Да протори в куну дорожку! —

гремело в доме старейшины. И снова взрёвывали про «дубинушку» мужские голоса, а женские насмешливо отзывались – «Нейдёт-нейдёт!»

Нет, как впрямь уши не опадают осенней листвою от этаких песен?

– На свадьбе-то в первый раз, господин лесной? – осведомился между тем Кудыка, наклоняясь к плечу Мечеслава.

– У нас по-иному, – кратко ответил сын вождя. Занят был – накрепко запирал свои мысли о том, куда сейчас пошли Дарён с Бажерой и что там будут делать.

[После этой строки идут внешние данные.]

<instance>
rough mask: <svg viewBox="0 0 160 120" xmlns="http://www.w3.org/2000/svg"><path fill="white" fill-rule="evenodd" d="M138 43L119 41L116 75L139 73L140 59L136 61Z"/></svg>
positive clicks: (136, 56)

А давалось это нелегко – поди не думай, о чём вокруг во весь голос поют… да какое там поют – орут, горланят, мужики с рыком, бабы с привизгом.

– А простыню с кровью у вас на забор вешают? – полюбопытствовал Худыка.

Доходили эти слова до Мечеслава какой-то уж совсем кружной дорогой. Зато когда дошли…

– Да как… – Мечеслав подскочил на месте. – Они же… То есть… Бажера – ты что, Худыка, не знал?!

– Сядь, гость дорогой, сядь. Угощайся вот, – Худыка усмехнулся, придвигая к Мечеславу половину рыбного пирога. Наклонился, понизив голос. – Я ж тут, как-никак, старейшиной зовусь. И никто не посмеет моей снохе в лицо сказать, что нецелой к мужу пришла, если я этого не хочу. А я не хочу, иначе б свадьбу не затевал. И уж подавно все языки поприкусят, раз ты, господин лесной, тут сидишь.

Мечеслав подумал, потом поглядел на Худыку.

– Так это ты меня сюда позвал, Худыка?

Старейшина утвердительно качнул головой.

Мечеслав снова едва не разозлился на него. А потом как-то на диво холодно подумал – а за что? Человек делает своё дело, соблюдает мир между селянами, приваживает к селу полезного человека, кузнеца… И никто ведь Мечеславу не говорил, что его Бажера зовёт – сам себе надумал… Потому как думать мог только про неё.